15 Panel Analysis

“The more things change, the more they are the same.”

—Jean-Baptiste Alphonse Karr

15.1 Panel data

Recall from Chapter 2 that panel data measures the same units over multiple time periods. Table 15.1 below provides an example of panel data. Panels for geographic or political areas such as counties, school or voting districts, states, and countries are common and easy to obtain. Due to privacy protections and challenges of following people over time, panels of individual people are somewhat more difficult to obtain but are quite common.

Table 15.1: Panel example
country continent year lifeExp pop gdpPercap
Argentina Americas 1997 73.275 36203463 10967.282
Argentina Americas 2002 74.340 38331121 8797.641
Argentina Americas 2007 75.320 40301927 12779.380
Bolivia Americas 1997 62.050 7693188 3326.143
Bolivia Americas 2002 63.883 8445134 3413.263
Bolivia Americas 2007 65.554 9119152 3822.137

Cross-sectional data is like having a single picture for each unit among multiple units. We use variation across those units with respect to some variable (e.g. income, unemployment rates) to explain or predict outcomes of interest. Time series is like having a video of one subject, following that subject over multiple time periods. We use variation over time to explain or predict outcomes of interest for that subject. Panel data is like having videos for multiple subjects. Therefore, we have variation across units and over time to use for explaining or predicting outcomes of interest.

15.2 Fixed effects

The additional information contained within panel data affords us a wide array of new analytic techniques that go far beyond the scope of this book. There is one technique or model, however, that is probably the most common and very easy to use: the fixed effects model.

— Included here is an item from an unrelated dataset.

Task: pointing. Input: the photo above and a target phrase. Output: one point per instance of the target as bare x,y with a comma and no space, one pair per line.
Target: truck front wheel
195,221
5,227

Recall the standard multiple regression model shown below. This model is slightly different from what you have seen before because it uses indexing to indicate that we have panel data. This indexing is done with the i and t subscripts, which represent subject and time, respectively. It is simply used to convey that we have multiple subjects i over multiple time periods t.

\[\begin{equation} y_{it}=\beta_0+\beta_1x_{1it}+\beta_2x_{2it}+\cdots+\beta_kx_{kit}+\epsilon_{it} \tag{15.1} \end{equation}\]

A fixed effects model is a slightly modified version of Equation (15.1) that represents an important conceptual leap. Recall that the \(\epsilon_{it}\) term represents all the factors that are associated with or affect the outcome \(y_{it}\) that we cannot include in our model for various reasons. This error term is inevitable and not a problem as long as there are no factors that also affect any of our explanatory variables. Otherwise, we have omitted variable bias in our model and may not be able to use our results.

In most cases, someone can probably think of an omitted variable that is related to one or more of the explanatory variables. In other words, it is really difficult to convincingly guard against claims of omitted variable bias. However, having panel data allows us to guard against an important source of potential OVB by using a fixed effects model. Using a fixed effects model allows us to control for all of the omitted factors that do not change over time.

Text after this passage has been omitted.